Although the tone of her work is sad and reflective throughout much of the work, Sikelianos’ descriptive languages and use of some beautiful similes while describing times and settings of her memories in her book give her readers much needed distraction from the ugliness of addiction.  On page eleven, she describes the night skyline in Albuquerque as seen from a plane’s view as “lights like shining asters melting at the edges”.  Page 48 she describes time as “laid out in dark gloppy hands, like black clumps of glistening seaweed stretching both ways, forward and back”.  Also on page 61 in “…winterfat bushes like chubby wicks scrubbing up the dirt”.

I found Sikelianos’ father’s admission on page 49 that while traveling cross country with his current girlfriend and most of his children from other women, regardless of the chaos with fighting with his girlfriend and having heard his daughter, Eleni, admit that she never really thought her father loved her, he felt that during that trip he was “living his family dream” simply because everyone was all together. It’s a heartbreaking scene simply because it makes you long for her father to have been strong enough to have pulled himself out of his self-imposed addictive darkness and actually lived that family dream, but yet, he was not able to do so. Is it truly as Sikelianos says on page 8 that “there are factors, chemical predisposition, habits, weaknesses of will” that prevents an addict to change?

The last chapter of her book was very effective. She collects letters from her step-mother and siblings on their own remembrances and dreams of her father after he had passed away. Interesting to see how each had distinctively different, yet, almost each dream Joe is still alive. There is a tone of spirituality about this…how each reader will interpret this is greatly due I suppose to their own spiritual and religious beliefs, but, in the most basic sense, it seems to speak to love transcending death. Love is greater than death, and once a person has been a part of your life, they remain, even after death. Sikelianos summarizes one opinion of our life from Dante’s viewpoint, that we are only ghosts of our true self while on earth and only find our complete self when he break free from this world (pg 106).
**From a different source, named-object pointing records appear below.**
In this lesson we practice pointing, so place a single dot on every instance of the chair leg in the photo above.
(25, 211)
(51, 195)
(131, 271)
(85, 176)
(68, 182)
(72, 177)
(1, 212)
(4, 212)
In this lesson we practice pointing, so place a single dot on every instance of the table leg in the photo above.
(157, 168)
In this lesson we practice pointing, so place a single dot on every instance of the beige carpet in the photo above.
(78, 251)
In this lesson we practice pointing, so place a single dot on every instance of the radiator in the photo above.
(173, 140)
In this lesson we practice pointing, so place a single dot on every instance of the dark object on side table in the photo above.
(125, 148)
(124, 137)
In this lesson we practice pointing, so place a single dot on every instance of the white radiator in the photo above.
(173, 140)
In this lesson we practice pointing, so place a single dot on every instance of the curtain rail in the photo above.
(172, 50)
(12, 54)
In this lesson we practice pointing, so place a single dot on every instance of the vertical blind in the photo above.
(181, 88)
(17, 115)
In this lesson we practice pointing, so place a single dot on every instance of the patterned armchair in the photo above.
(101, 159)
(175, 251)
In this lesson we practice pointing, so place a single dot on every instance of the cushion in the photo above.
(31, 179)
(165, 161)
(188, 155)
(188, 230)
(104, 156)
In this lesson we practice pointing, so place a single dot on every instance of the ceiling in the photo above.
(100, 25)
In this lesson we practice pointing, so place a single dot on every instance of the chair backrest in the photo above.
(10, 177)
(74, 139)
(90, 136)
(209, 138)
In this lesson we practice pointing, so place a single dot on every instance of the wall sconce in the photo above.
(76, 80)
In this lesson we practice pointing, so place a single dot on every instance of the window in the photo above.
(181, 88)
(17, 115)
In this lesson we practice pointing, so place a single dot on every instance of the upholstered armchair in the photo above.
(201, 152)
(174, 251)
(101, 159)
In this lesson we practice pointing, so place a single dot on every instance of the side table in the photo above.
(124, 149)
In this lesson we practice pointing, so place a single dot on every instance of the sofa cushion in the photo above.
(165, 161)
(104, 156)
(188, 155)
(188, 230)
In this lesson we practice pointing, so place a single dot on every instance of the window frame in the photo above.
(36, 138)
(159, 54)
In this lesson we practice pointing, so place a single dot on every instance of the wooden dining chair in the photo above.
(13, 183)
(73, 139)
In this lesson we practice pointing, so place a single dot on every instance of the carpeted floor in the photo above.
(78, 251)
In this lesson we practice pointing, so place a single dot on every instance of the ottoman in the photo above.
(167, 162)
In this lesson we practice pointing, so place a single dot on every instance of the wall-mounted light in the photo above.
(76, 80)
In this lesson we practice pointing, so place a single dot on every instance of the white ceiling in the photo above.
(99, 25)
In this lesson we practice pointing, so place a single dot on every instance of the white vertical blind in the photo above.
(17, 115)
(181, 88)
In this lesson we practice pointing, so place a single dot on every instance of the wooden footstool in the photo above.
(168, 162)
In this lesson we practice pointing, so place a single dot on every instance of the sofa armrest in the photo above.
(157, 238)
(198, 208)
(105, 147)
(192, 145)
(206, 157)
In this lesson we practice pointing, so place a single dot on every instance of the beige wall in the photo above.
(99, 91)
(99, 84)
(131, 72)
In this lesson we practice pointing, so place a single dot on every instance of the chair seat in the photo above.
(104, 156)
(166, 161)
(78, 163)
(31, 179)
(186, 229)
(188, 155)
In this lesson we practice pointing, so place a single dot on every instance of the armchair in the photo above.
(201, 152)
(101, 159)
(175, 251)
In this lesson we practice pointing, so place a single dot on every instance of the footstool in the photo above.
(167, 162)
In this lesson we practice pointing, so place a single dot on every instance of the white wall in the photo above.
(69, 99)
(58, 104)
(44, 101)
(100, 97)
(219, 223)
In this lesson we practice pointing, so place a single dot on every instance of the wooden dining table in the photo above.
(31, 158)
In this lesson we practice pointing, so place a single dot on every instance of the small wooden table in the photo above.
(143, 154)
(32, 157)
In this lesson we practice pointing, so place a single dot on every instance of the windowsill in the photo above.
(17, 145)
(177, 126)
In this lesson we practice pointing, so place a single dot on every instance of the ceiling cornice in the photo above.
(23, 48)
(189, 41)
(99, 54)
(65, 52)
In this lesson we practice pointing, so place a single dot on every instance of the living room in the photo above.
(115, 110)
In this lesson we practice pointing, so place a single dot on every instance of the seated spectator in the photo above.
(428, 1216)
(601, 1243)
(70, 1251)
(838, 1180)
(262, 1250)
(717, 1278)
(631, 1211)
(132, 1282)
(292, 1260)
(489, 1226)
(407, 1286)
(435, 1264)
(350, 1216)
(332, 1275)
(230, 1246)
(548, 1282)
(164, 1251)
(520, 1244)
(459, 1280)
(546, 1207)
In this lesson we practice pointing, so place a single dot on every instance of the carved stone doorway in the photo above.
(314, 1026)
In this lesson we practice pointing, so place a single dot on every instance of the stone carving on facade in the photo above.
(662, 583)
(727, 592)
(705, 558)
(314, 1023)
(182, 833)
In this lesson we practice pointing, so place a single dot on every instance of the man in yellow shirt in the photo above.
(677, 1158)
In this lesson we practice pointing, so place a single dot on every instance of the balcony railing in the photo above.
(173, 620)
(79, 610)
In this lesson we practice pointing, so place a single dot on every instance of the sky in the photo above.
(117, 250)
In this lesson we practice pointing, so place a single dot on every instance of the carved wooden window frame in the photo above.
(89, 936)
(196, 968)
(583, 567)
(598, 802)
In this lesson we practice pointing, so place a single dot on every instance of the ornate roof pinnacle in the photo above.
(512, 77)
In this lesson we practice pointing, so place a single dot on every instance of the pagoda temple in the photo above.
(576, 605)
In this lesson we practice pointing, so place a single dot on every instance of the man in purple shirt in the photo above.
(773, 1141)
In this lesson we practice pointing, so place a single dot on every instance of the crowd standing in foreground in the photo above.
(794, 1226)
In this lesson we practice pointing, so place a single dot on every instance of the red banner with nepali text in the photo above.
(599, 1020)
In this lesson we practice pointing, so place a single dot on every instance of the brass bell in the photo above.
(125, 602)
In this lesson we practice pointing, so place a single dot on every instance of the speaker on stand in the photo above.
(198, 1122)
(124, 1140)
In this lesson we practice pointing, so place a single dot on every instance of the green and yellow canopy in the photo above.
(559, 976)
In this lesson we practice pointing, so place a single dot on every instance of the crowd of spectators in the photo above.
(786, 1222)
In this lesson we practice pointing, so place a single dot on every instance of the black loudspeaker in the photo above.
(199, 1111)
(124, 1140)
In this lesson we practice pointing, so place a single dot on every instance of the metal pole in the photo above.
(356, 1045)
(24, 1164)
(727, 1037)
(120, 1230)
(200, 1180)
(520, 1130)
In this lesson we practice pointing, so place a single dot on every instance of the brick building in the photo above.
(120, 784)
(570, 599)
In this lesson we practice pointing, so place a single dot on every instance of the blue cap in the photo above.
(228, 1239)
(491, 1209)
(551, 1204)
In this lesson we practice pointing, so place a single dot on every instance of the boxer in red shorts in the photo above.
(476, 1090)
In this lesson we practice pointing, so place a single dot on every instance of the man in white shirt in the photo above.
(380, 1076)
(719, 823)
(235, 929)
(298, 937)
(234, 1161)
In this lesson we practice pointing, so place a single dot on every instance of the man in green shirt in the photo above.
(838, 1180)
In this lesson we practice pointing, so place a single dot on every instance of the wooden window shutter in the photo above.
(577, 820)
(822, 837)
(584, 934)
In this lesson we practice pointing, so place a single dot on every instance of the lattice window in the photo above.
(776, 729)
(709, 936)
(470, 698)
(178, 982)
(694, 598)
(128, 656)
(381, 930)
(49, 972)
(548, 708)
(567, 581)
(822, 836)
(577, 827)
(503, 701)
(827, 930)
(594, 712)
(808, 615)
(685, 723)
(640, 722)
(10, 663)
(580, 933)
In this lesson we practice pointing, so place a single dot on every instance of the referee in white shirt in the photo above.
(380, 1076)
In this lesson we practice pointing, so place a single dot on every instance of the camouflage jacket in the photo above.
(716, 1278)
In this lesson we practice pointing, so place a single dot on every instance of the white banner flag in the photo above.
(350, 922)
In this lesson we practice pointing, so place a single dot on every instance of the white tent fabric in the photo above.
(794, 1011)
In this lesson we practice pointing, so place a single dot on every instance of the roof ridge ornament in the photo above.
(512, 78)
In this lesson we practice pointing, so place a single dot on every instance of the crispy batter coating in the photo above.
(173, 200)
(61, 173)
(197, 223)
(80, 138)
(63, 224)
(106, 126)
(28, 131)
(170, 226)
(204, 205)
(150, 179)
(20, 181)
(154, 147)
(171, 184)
The most difficult part of the book to read for me was the section on pages 100 – 101 when the writer speaks of the material possessions in her father’s pockets on the day he passed away. In a box in the top of my closet, I have such a collection from my own father. Things he had in his wallet and work clothes pockets the day he died. There was a pair of green dice that he always carried for luck, brought back from Korea when he was in the army. A gold pocket watch that I gave him as a Christmas gift when I was sixteen. Pictures in his wallet – one of me at age seven, another from my high school graduation, and a picture of my mother and himself from 1962 while they were still dating. A Red Cross blood donor’s card, crumpled and well-used. In the end, do just a few things like this sum up a man’s life? His desire for luck, family that loved him, time?

I think that Sikelianos did an excellent job of capturing a daughter’s reflections on her father. She looked at the imperfections of the man, attempted to analyze his life and his actions, but ultimately concedes that while he may not have been the man nor father she would have wanted, he was still her father, and loving him was never a question.